As British High Commissioner in India during the Gulf War, I often encountered the criticism that Allied condemnations of Iraqi aggression were the purest hypocrisy: the Allies happily tolerated acts of military aggression elsewhere in the world (for example by China against Tibet or by Pakistan in Kashmir) and were taking action against Iraq only because the Iraqi annexation of Kuwait threatened Western oil supplies. My reply was that no country or combination of countries was in a position to redress every act of military aggression that occurred in the world. In order to commit its own citizens to risking their lives in battle, a government had of course to have a just cause; but it also had to be reasonably confident that it had the capability to succeed; and it had to judge that its own country?s interests were directly threatened.

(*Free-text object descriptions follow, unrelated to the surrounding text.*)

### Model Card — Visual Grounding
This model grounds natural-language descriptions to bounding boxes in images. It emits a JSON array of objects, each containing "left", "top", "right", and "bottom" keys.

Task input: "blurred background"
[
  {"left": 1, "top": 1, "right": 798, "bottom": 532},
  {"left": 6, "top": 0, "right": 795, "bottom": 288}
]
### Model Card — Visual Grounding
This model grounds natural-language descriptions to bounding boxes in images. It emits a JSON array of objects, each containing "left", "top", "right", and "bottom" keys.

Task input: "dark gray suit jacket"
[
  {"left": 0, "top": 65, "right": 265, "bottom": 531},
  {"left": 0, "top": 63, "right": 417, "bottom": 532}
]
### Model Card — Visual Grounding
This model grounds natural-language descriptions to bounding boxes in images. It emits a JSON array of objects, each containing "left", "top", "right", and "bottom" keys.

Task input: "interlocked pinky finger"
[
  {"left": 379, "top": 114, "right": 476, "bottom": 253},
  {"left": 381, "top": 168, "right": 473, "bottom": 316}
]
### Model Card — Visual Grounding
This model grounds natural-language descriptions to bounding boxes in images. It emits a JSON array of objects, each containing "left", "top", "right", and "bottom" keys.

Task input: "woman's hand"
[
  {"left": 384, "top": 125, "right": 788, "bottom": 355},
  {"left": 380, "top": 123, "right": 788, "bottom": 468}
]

This last proviso is important, because governments are not in the position of individual citizens, each of whom may make any sacrifice, including laying down one?s own life, in the cause of right. A government is responsible for the welfare of its citizens collectively; and the protection of their collective interests is its primary duty. In the last resort, this may call for heroic action by the country as a whole in the face of inhumanity on a titanic scale: short of that, a government must always balance what is morally desirable against what is feasible, and what is in the interests of the wider international community against the narrower interests of its own people. That Britain was not in a position to go to war against China to protect the people of Hong Kong does not ipso facto mean that it was immoral for Britain to go to war against Argentina to protect the Falkland Islanders or for the Allies to go to war against Iraq to defend Kuwait.

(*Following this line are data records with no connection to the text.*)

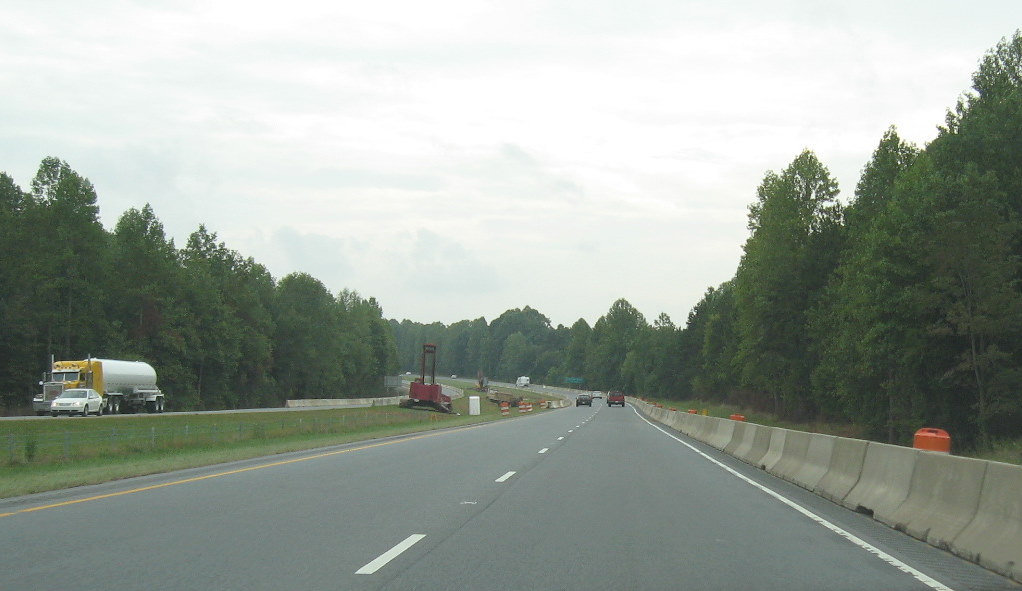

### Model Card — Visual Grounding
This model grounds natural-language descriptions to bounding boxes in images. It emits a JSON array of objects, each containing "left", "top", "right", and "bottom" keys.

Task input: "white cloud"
[{"left": 1, "top": 0, "right": 1019, "bottom": 326}]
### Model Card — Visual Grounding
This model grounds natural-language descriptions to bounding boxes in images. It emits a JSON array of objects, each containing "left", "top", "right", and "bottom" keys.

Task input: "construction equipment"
[
  {"left": 400, "top": 344, "right": 452, "bottom": 413},
  {"left": 486, "top": 389, "right": 522, "bottom": 407}
]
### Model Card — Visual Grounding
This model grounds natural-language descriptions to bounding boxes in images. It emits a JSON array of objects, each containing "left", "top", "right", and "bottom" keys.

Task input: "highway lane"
[{"left": 0, "top": 402, "right": 1014, "bottom": 591}]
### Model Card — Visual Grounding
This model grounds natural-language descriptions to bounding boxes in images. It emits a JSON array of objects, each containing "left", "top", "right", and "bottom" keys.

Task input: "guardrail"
[
  {"left": 285, "top": 396, "right": 406, "bottom": 408},
  {"left": 627, "top": 397, "right": 1022, "bottom": 583},
  {"left": 286, "top": 385, "right": 465, "bottom": 410}
]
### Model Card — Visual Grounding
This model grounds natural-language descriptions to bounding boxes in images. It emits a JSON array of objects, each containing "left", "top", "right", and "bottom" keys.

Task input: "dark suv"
[{"left": 576, "top": 393, "right": 592, "bottom": 406}]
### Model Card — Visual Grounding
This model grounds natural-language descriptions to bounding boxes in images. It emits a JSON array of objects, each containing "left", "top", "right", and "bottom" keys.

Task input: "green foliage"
[
  {"left": 8, "top": 32, "right": 1022, "bottom": 453},
  {"left": 734, "top": 150, "right": 843, "bottom": 419},
  {"left": 399, "top": 32, "right": 1022, "bottom": 450},
  {"left": 0, "top": 162, "right": 399, "bottom": 413}
]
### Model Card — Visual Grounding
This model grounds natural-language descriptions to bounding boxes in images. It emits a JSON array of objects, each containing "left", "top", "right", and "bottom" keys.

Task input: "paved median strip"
[{"left": 356, "top": 534, "right": 426, "bottom": 575}]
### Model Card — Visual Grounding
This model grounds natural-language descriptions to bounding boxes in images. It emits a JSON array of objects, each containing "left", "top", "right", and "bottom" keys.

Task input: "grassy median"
[{"left": 0, "top": 387, "right": 557, "bottom": 499}]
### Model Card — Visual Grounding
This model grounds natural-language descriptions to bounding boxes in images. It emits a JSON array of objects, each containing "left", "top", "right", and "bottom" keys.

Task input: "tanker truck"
[{"left": 33, "top": 358, "right": 166, "bottom": 415}]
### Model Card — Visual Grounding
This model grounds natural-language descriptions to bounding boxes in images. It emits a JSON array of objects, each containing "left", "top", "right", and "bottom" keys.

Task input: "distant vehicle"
[
  {"left": 591, "top": 391, "right": 603, "bottom": 399},
  {"left": 516, "top": 376, "right": 530, "bottom": 388},
  {"left": 34, "top": 357, "right": 165, "bottom": 415},
  {"left": 50, "top": 388, "right": 103, "bottom": 417},
  {"left": 576, "top": 393, "right": 592, "bottom": 406},
  {"left": 451, "top": 375, "right": 457, "bottom": 378},
  {"left": 607, "top": 392, "right": 625, "bottom": 407}
]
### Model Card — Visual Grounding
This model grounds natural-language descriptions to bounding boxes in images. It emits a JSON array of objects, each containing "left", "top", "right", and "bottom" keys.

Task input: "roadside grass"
[
  {"left": 977, "top": 438, "right": 1022, "bottom": 465},
  {"left": 633, "top": 396, "right": 865, "bottom": 439},
  {"left": 632, "top": 395, "right": 1021, "bottom": 465},
  {"left": 0, "top": 388, "right": 558, "bottom": 499}
]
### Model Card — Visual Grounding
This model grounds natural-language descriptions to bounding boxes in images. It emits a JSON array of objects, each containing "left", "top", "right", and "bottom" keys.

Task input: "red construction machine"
[{"left": 401, "top": 344, "right": 453, "bottom": 413}]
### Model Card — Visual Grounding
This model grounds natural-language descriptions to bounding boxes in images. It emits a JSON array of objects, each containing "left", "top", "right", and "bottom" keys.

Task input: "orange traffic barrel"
[
  {"left": 729, "top": 414, "right": 746, "bottom": 422},
  {"left": 913, "top": 428, "right": 951, "bottom": 453},
  {"left": 687, "top": 409, "right": 697, "bottom": 414}
]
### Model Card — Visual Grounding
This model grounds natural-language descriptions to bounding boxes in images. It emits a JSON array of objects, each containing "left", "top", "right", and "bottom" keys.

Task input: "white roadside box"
[{"left": 469, "top": 396, "right": 481, "bottom": 416}]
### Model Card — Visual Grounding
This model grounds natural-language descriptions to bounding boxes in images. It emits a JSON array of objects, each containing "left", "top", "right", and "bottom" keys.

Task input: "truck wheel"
[{"left": 157, "top": 398, "right": 164, "bottom": 413}]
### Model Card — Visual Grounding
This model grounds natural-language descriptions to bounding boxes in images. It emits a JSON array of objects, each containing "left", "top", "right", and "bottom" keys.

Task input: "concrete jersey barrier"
[
  {"left": 723, "top": 421, "right": 750, "bottom": 455},
  {"left": 286, "top": 396, "right": 404, "bottom": 408},
  {"left": 627, "top": 397, "right": 1022, "bottom": 584},
  {"left": 704, "top": 417, "right": 736, "bottom": 450},
  {"left": 679, "top": 412, "right": 702, "bottom": 437},
  {"left": 839, "top": 442, "right": 919, "bottom": 526},
  {"left": 737, "top": 423, "right": 773, "bottom": 467},
  {"left": 813, "top": 437, "right": 867, "bottom": 504},
  {"left": 758, "top": 428, "right": 788, "bottom": 472},
  {"left": 789, "top": 433, "right": 836, "bottom": 491},
  {"left": 952, "top": 460, "right": 1022, "bottom": 580},
  {"left": 768, "top": 429, "right": 811, "bottom": 483},
  {"left": 885, "top": 452, "right": 987, "bottom": 550}
]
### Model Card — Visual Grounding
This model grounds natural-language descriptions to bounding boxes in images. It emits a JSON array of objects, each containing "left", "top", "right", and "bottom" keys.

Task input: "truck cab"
[{"left": 34, "top": 358, "right": 166, "bottom": 415}]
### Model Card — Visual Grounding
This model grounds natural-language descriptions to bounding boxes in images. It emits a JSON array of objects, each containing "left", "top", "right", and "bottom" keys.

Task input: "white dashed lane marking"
[{"left": 356, "top": 534, "right": 426, "bottom": 575}]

Mr Cook may reasonably argue that his position on human rights is similar: it is in the wider British interest that human rights should be respected, just as it is in the wider British interest that aggressors should not be allowed to get away with their aggression. Because we are not in a position to bring China to share our view of human rights or do not wish to thrust that view too officiously on India, this should not debar us from influencing other countries in the right direction to the extent that they may be amenable to British pressure or British influence, especially if we have a majority of the international community on our side.

The difference, however, is that British governments have never had a policy of resisting aggression wherever it occurs. Since the days of Palmerston, they have never even had a policy of intervening militarily to protect individual British citizens abroad. Alliances apart, they have kept themselves free to take decisions about armed intervention as much on the basis of what they judged feasible (and consonant with British interests) as on the basis of abstract justice; and they have pursued a similarly pragmatic policy in relation to human rights, not without some quiet successes.

Mr Cook, however, has now taken a step beyond pragmatism. Admittedly, he has been modest in his expectations of what can be achieved; but he has committed Britain with a flourish to being on the side of the angels world-wide. No right-thinking person will withhold a degree of admiration for this boldness in a good cause. But it is right at the same time to be sceptical about his ability to deal head-on with the charges of hypocrisy, inconsistency and damage to British interests which the new policy looks bound to attract.